Orgien-Mysterien-Theater in München angekommen

REST DER WELT / MÜNCHEN / SAINT FRANCOIS D'ASSISE

04/07/11 Die vom Komponisten geforderte Riesenbesetzung, der religiöse Hintergrund und die Stellung als Zwitter zwischen Oratorium und Oper prädestinieren Olivier Messiaens „Saint François d’Assise“ geradewegs für eine Festspielaufführung. Einhelliger Jubel für Nagano und die Sänger, viel Ablehnung für die Szene von Hermann Nitsch in München.

Von Oliver Schneider

Mit diesem Markstein der Musiktheatergeschichte des 20. Jahrhunderts wurden am Freitag die Münchner Opernfestspiele eröffnet. In Salzburg werden bei diesem Werk sofort Erinnerungen an Peter Sellars‘ grandiose Inszenierung mit George Tsypins Bildschirm-Batterie und der Holzgestänge-Konstruktion in der Felsenreitschule 1992 wach.
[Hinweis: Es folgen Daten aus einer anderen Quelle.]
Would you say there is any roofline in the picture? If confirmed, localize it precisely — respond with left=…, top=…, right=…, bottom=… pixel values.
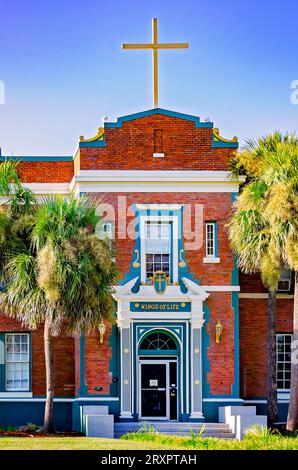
left=0, top=155, right=73, bottom=162
left=103, top=107, right=214, bottom=129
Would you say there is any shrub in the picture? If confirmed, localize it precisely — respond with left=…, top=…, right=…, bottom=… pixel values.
left=18, top=423, right=41, bottom=433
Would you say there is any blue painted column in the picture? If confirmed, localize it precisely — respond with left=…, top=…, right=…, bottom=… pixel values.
left=78, top=335, right=88, bottom=396
left=119, top=319, right=133, bottom=420
left=189, top=317, right=205, bottom=420
left=0, top=334, right=4, bottom=391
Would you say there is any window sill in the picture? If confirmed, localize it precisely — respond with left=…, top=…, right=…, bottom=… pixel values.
left=203, top=257, right=220, bottom=264
left=277, top=390, right=290, bottom=400
left=153, top=153, right=165, bottom=158
left=0, top=392, right=33, bottom=398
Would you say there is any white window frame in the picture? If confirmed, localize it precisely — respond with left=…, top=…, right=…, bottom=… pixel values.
left=5, top=333, right=30, bottom=392
left=205, top=222, right=215, bottom=257
left=277, top=269, right=292, bottom=293
left=96, top=220, right=114, bottom=239
left=276, top=333, right=293, bottom=391
left=140, top=215, right=178, bottom=284
left=144, top=222, right=171, bottom=280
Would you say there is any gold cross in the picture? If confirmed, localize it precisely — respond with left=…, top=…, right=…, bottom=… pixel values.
left=156, top=275, right=163, bottom=289
left=122, top=18, right=188, bottom=108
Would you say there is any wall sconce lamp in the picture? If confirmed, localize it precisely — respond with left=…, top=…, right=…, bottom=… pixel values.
left=98, top=320, right=106, bottom=344
left=215, top=321, right=223, bottom=344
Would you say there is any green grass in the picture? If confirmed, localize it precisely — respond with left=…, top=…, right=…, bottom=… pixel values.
left=0, top=426, right=297, bottom=450
left=120, top=426, right=298, bottom=450
left=0, top=436, right=185, bottom=450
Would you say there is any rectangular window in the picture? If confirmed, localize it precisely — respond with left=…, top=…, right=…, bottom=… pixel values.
left=277, top=269, right=292, bottom=292
left=95, top=221, right=114, bottom=244
left=154, top=129, right=163, bottom=154
left=145, top=222, right=171, bottom=281
left=205, top=222, right=216, bottom=257
left=5, top=333, right=30, bottom=391
left=276, top=333, right=293, bottom=390
left=102, top=222, right=114, bottom=239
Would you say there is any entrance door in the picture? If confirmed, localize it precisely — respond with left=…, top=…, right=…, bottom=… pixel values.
left=140, top=360, right=178, bottom=420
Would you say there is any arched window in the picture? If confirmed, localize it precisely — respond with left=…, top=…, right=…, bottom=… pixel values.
left=139, top=331, right=177, bottom=351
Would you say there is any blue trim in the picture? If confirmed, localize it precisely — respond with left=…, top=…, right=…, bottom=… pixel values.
left=104, top=108, right=213, bottom=129
left=202, top=302, right=211, bottom=397
left=133, top=322, right=186, bottom=421
left=0, top=156, right=73, bottom=162
left=78, top=335, right=88, bottom=396
left=212, top=138, right=239, bottom=149
left=0, top=332, right=32, bottom=393
left=203, top=400, right=243, bottom=422
left=231, top=192, right=240, bottom=398
left=0, top=332, right=5, bottom=392
left=138, top=328, right=179, bottom=353
left=138, top=349, right=179, bottom=356
left=214, top=222, right=218, bottom=257
left=0, top=401, right=73, bottom=430
left=130, top=301, right=191, bottom=313
left=108, top=325, right=120, bottom=397
left=0, top=399, right=289, bottom=427
left=79, top=140, right=107, bottom=149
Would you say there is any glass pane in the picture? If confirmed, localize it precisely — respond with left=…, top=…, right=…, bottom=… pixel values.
left=276, top=333, right=293, bottom=389
left=5, top=334, right=29, bottom=390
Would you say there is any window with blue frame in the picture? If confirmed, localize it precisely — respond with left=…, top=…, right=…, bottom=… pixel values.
left=0, top=333, right=30, bottom=392
left=145, top=222, right=171, bottom=281
left=276, top=333, right=292, bottom=390
left=205, top=222, right=217, bottom=257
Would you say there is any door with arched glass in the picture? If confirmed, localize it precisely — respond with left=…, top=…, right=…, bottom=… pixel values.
left=138, top=331, right=179, bottom=420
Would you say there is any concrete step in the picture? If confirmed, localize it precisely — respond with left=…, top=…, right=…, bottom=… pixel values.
left=115, top=427, right=231, bottom=434
left=114, top=421, right=234, bottom=439
left=115, top=422, right=231, bottom=429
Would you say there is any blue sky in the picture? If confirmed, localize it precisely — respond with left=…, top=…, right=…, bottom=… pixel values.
left=0, top=0, right=297, bottom=155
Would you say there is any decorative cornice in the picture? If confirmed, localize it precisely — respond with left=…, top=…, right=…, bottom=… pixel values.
left=212, top=128, right=239, bottom=148
left=79, top=127, right=107, bottom=148
left=213, top=128, right=238, bottom=143
left=104, top=108, right=213, bottom=129
left=80, top=127, right=105, bottom=143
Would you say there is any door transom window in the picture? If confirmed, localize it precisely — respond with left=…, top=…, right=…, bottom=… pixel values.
left=140, top=332, right=177, bottom=351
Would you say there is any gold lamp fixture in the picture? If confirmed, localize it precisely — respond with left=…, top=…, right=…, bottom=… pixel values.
left=98, top=320, right=106, bottom=344
left=215, top=321, right=223, bottom=344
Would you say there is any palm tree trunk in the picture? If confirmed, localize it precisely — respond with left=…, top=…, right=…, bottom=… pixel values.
left=267, top=289, right=278, bottom=427
left=43, top=319, right=55, bottom=434
left=286, top=271, right=298, bottom=432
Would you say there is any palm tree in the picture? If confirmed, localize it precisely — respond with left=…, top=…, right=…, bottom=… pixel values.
left=228, top=180, right=280, bottom=426
left=0, top=162, right=117, bottom=432
left=229, top=133, right=298, bottom=431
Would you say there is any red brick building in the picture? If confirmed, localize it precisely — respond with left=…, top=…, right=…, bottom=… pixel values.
left=0, top=108, right=293, bottom=429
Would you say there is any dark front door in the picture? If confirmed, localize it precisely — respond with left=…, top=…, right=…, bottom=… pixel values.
left=140, top=361, right=178, bottom=419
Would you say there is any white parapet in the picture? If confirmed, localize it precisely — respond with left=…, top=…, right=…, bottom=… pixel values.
left=80, top=405, right=114, bottom=438
left=85, top=414, right=114, bottom=438
left=218, top=406, right=267, bottom=440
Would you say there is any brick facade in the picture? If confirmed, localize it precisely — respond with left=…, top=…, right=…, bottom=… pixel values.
left=18, top=161, right=73, bottom=183
left=0, top=314, right=75, bottom=396
left=240, top=298, right=293, bottom=398
left=0, top=109, right=293, bottom=407
left=79, top=114, right=235, bottom=171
Bei der Wiederaufnahme 1998 dirigierte der heutige Münchner Generalmusikdirektor Kent Nagano, der schon bei der Pariser Uraufführung 1983 Seiji Ozawa assistierte hatte.
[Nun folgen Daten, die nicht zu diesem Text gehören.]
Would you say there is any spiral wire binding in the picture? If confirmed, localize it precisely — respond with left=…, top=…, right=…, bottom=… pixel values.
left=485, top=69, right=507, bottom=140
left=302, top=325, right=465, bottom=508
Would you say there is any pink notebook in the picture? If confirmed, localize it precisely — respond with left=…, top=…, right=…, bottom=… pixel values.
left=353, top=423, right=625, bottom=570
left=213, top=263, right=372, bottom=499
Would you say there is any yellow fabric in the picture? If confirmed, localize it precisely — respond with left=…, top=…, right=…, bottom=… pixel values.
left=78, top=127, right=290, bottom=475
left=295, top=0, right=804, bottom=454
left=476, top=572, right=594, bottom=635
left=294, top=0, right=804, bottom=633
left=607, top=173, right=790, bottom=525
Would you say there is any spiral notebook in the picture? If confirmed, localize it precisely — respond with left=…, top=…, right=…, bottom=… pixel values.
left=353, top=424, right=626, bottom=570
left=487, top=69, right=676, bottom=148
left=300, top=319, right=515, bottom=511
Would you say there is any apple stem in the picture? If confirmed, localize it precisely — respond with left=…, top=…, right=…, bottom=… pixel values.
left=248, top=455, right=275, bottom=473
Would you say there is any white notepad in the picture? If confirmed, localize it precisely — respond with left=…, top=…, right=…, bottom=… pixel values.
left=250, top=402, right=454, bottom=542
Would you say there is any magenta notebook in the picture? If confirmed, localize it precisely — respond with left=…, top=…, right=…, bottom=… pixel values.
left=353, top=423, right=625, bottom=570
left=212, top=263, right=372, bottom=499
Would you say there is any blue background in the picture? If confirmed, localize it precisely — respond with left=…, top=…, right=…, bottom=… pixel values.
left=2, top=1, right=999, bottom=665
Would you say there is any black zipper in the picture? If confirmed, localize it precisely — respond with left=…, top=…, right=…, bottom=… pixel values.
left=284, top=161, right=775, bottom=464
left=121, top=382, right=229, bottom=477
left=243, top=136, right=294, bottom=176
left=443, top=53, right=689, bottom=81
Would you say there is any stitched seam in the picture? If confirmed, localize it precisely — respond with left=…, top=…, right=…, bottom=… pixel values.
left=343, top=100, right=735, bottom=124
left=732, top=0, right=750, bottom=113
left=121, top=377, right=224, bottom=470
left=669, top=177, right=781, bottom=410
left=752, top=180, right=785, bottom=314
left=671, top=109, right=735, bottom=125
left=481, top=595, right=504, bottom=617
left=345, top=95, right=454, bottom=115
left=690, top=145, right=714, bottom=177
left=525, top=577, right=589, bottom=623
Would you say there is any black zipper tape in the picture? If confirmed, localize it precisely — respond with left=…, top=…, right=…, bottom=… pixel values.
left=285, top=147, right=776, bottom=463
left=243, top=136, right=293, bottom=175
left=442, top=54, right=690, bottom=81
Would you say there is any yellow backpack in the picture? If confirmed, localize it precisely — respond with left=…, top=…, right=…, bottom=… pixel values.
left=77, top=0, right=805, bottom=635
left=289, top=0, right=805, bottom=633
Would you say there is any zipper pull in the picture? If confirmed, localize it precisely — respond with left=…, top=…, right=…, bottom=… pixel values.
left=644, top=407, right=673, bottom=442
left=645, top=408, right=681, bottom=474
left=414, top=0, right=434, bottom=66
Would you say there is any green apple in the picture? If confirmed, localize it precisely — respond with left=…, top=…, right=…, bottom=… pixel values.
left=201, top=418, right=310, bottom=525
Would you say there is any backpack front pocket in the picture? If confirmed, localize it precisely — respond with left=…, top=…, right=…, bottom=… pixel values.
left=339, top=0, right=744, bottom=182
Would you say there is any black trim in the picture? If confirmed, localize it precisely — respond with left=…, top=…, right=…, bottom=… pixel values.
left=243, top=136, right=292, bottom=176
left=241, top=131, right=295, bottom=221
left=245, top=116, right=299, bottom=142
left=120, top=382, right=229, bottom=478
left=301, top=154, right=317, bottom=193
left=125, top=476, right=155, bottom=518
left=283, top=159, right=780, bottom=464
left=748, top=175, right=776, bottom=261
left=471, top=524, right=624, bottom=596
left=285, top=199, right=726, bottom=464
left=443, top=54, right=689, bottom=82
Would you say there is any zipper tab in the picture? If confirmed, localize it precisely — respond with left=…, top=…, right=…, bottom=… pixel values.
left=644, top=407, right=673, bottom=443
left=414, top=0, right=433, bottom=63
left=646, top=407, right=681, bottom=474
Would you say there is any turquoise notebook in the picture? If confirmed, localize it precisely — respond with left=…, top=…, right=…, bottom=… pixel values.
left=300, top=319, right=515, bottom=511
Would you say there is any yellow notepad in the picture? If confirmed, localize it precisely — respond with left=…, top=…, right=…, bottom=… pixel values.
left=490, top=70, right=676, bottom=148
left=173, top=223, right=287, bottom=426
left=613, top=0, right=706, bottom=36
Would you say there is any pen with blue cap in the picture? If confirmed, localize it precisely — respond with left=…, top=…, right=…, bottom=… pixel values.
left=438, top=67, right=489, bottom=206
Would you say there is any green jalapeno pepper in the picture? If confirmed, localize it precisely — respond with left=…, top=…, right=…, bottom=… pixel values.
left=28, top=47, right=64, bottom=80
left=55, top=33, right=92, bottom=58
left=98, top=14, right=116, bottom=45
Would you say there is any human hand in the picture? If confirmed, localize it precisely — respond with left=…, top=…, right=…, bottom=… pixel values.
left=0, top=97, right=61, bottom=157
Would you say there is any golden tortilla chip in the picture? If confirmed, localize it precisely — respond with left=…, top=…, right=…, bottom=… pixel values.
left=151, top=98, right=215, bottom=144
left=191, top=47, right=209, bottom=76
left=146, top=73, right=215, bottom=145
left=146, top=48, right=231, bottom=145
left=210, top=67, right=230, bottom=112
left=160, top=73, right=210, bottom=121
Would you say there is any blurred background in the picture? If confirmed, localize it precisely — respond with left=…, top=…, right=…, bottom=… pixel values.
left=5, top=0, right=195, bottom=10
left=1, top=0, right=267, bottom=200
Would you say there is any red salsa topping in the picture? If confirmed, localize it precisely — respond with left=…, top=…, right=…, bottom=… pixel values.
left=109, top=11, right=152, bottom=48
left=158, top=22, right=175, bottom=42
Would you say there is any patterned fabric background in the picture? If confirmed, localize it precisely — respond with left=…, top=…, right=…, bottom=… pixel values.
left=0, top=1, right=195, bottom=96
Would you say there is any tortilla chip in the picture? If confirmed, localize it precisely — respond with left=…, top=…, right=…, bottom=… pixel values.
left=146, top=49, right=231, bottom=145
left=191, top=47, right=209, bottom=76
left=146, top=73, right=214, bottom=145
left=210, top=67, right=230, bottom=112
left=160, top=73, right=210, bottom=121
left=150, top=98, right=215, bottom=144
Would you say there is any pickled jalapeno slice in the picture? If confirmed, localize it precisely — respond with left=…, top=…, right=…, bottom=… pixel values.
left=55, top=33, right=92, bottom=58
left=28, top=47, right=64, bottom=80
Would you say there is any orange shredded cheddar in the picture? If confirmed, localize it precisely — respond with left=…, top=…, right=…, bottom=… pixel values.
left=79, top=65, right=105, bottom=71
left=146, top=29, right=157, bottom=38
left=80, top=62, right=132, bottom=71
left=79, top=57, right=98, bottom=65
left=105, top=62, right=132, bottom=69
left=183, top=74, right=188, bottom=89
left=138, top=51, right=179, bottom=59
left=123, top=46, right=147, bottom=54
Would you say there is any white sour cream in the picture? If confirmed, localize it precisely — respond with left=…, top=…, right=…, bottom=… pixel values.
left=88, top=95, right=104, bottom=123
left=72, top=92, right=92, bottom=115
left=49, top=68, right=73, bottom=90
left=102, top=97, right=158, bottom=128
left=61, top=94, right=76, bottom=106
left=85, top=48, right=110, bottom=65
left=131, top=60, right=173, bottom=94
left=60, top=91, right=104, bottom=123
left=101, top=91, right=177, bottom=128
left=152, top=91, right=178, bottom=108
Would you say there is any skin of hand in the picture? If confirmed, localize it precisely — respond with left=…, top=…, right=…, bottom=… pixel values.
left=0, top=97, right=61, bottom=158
Selbstverständlich steht Nagano auch jetzt in München am Pult des herausragenden Bayerischen Staatsorchesters und lässt den bald fünfeinhalbstündigen Bilderbogen mit zwei Pausen zu einem überreichen Klangerlebnis werden. Im Graben des Nationaltheaters finden nur die Streicher, das Holz und ein Teil des Schlagwerks Platz, die übrigen Musiker verteilen sich links und rechts auf der Bühne sowie in den Proszeniumslogen. Dank einer entsprechenden Kostümierung werden die Musiker auf der Bühne auch in die szenische Konzeption von Hermann Nitsch einbezogen.
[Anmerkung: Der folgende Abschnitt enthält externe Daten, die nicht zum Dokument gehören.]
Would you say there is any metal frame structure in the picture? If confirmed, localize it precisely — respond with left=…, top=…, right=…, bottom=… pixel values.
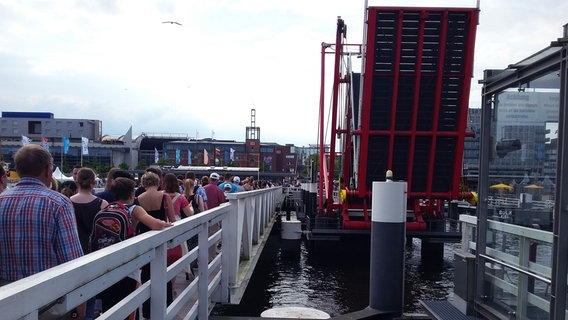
left=318, top=6, right=479, bottom=231
left=476, top=24, right=568, bottom=320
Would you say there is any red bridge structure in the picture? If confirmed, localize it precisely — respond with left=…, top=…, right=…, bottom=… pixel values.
left=313, top=6, right=479, bottom=252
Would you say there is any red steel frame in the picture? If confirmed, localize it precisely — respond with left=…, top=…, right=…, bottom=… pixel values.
left=318, top=7, right=479, bottom=229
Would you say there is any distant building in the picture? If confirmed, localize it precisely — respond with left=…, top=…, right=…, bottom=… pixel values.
left=0, top=111, right=134, bottom=171
left=463, top=108, right=481, bottom=181
left=0, top=111, right=300, bottom=180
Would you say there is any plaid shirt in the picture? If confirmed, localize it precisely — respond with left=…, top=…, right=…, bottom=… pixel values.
left=0, top=177, right=84, bottom=281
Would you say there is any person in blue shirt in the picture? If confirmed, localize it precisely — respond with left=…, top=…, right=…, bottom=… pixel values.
left=218, top=173, right=238, bottom=193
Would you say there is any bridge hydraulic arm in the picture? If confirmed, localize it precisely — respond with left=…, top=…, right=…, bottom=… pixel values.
left=318, top=40, right=326, bottom=212
left=319, top=18, right=347, bottom=212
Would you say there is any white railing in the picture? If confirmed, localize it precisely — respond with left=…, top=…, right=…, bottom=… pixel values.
left=487, top=195, right=555, bottom=210
left=459, top=214, right=556, bottom=319
left=0, top=187, right=283, bottom=320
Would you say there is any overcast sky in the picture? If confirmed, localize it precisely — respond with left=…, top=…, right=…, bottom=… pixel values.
left=1, top=1, right=567, bottom=147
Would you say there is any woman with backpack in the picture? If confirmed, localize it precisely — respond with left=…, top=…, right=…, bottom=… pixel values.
left=163, top=173, right=193, bottom=219
left=71, top=168, right=109, bottom=257
left=94, top=176, right=172, bottom=319
left=183, top=178, right=204, bottom=214
left=163, top=173, right=193, bottom=285
left=70, top=167, right=108, bottom=319
left=136, top=171, right=177, bottom=319
left=182, top=178, right=204, bottom=278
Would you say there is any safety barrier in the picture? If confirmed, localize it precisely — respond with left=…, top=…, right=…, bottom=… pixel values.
left=459, top=214, right=556, bottom=319
left=0, top=187, right=282, bottom=320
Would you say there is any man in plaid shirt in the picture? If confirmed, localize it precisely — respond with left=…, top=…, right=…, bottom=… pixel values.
left=0, top=144, right=83, bottom=282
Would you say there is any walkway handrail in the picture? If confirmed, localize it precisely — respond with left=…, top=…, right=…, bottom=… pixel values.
left=459, top=214, right=554, bottom=318
left=0, top=187, right=283, bottom=320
Dass sich Nagano immer wieder in seiner Karriere mit Messiaens einziger Arbeit für das Musiktheater beschäftigt,  ist spür- und hörbar, weil er die über weite Strecken homophone Partitur glasklar mit ihren hymnischen Dreiklängen sowie der ausgefeilten Rhythmik bis in die hintersten Winkel ausleuchtet. Von schlicht überirdischer Schönheit ist im fünften Bild die Engelsmusik mit den drei Ondes Martenot und den Streichern. Einem Feuerwerk gleich erklingen die polyphonen Vogelkonzerte in der Vogelpredigt. Das schmerzhafte Gegenteil drückt sich in den Staccato-Akkorden der Stigmata aus, wenn Franz die Wunden Christi am Kreuz erleidet und Nagano hämmernde Härte vom Orchester einfordert.

Schlicht eine Idealbesetzung für den Engel ist Christine Schäfer mit ihrem herrlich schwebenden und leuchtenden Sopran, die allein schon durch ihre Präsenz beim ersten Erscheinen im dritten Bild die Aufmerksamkeit voll auf sich lenkt. Paul Gay gestaltet dank seines sonoren, weichen Timbres einen von Innen Ruhe ausströmenden François, besitzt eine füllige Mittellage und eine klangvolle Tiefe. Auf gewohnt hohem Niveau gestalten Ensemblemitglieder François‘ Mitbrüder, John Daszak gibt den verzweifelten Leprakranken mit scharfer Charakterstimme. Sören Eckhoff hat die Chöre des Hauses am Ende seiner ersten Spielzeit als neuer Chordirektor nochmals optimal vorbereitet, so dass vor allem die Stimme  Christi bei der Stigmatisierung François‘ zu einem Glanzpunkt des Chorgesangs wird.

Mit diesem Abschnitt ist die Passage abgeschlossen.